Ma come scrive anche Michela Murgia, in una sorta di “inception” letteraria ancora più provocatoria, nel suo “Istruzioni per diventare fascisti”: “[…] il linguaggio fascista è più democratico del politicamente corretto, perché non fa sentire inferiore nessuno, […] ogni volta che qualcuno cercherà di pretendere l’uso di espressioni raffinate o diplomatiche, starà offrendo l’occasione di mostrare al popolo che i democratici si preoccupino di più di mettergli in bocca il congiuntivo che non il pane. […] solo così i radical chic impareranno che non esiste una società al mondo dove i popoli preferiscano il congiuntivo”.
Se nella Murgia si trovano sicuramente più riferimenti espliciti, nel Censimento i toni “realistici” si abbassano anche se il parallelismo è interessante.
Qui ritroviamo scoppi d’ira, insulti via web e in una infinita caccia alle streghe: prima nei confronti dei clandestini, poi dei raccomandati, poi degli omosessuali, infine degli intellettuali.

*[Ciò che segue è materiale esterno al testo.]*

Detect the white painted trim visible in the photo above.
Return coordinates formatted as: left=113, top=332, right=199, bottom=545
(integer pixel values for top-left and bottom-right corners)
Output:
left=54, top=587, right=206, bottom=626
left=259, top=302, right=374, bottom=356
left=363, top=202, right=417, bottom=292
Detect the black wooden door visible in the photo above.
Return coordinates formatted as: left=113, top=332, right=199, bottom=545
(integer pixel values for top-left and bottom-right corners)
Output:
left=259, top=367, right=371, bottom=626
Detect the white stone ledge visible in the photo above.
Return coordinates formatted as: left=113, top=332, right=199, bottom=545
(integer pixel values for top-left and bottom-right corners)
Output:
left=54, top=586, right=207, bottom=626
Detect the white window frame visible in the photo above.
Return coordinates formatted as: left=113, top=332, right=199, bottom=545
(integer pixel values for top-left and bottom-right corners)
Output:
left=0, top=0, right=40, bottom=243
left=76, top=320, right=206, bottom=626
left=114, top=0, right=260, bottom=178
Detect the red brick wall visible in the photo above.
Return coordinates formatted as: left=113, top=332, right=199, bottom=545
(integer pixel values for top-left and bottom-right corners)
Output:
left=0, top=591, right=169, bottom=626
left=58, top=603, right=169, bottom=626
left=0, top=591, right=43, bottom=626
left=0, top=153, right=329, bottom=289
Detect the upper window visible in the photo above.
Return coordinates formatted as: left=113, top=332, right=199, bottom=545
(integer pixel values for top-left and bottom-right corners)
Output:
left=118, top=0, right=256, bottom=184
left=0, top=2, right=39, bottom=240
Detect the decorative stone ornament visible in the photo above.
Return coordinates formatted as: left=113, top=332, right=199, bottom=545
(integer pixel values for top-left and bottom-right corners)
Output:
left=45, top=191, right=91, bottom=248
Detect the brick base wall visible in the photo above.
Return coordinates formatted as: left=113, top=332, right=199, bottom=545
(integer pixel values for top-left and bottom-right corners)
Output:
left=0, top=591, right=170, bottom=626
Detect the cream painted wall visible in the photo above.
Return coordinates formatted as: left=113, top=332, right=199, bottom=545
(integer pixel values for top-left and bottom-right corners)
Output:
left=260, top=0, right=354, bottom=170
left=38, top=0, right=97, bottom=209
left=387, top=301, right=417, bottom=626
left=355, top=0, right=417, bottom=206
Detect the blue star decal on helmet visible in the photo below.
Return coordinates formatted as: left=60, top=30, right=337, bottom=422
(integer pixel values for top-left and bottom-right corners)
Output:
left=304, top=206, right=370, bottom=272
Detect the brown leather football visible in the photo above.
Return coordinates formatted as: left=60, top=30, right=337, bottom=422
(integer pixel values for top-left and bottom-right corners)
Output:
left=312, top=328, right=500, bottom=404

Il clima nazionale porta all’uccisione di uno di loro, il professor Giovanni Prospero, colpevole di aver citato Spinoza in un talk show e, a metà strada tra l’essere un pamphlet politico e un thriller, ne Il censimento dei Radical Chic la fiera del grottesco si dipana davanti agli occhi di Olivia, la figlia del Professor Prospero, che cerca le ragioni della morte del padre ostacolata dall’ottusità ignorante delle masse e da quella intelligente di coloro che accettano entusiasti di farsi censire.
Una minoranza privilegiata che ha portato (e porterà) l’Italia in rovina.
Ma contro il nemico numero uno (la cultura) si erge a paladino il Primo Ministro, anche Ministro dell’Interno, che sparge odio e qualunquismo forte del suo mai calante appoggio popolare. Ma “Perché li chiamavano radical chic? Che cosa faceva di un radical chic un radical chic? Avere letto qualche libro in più e comprare cibi e vestiti etnici?“, ci si chiede nel romanzo.
E lì sta la chiave di tutto… l’intellettuale è ciascuno e nessuno al tempo stesso.
Siamo tutti “in pericolo” e come dice il Primo Ministro (e anche la Murgia) per comandare, l’intelligenza, serve solo se la tieni nascosta.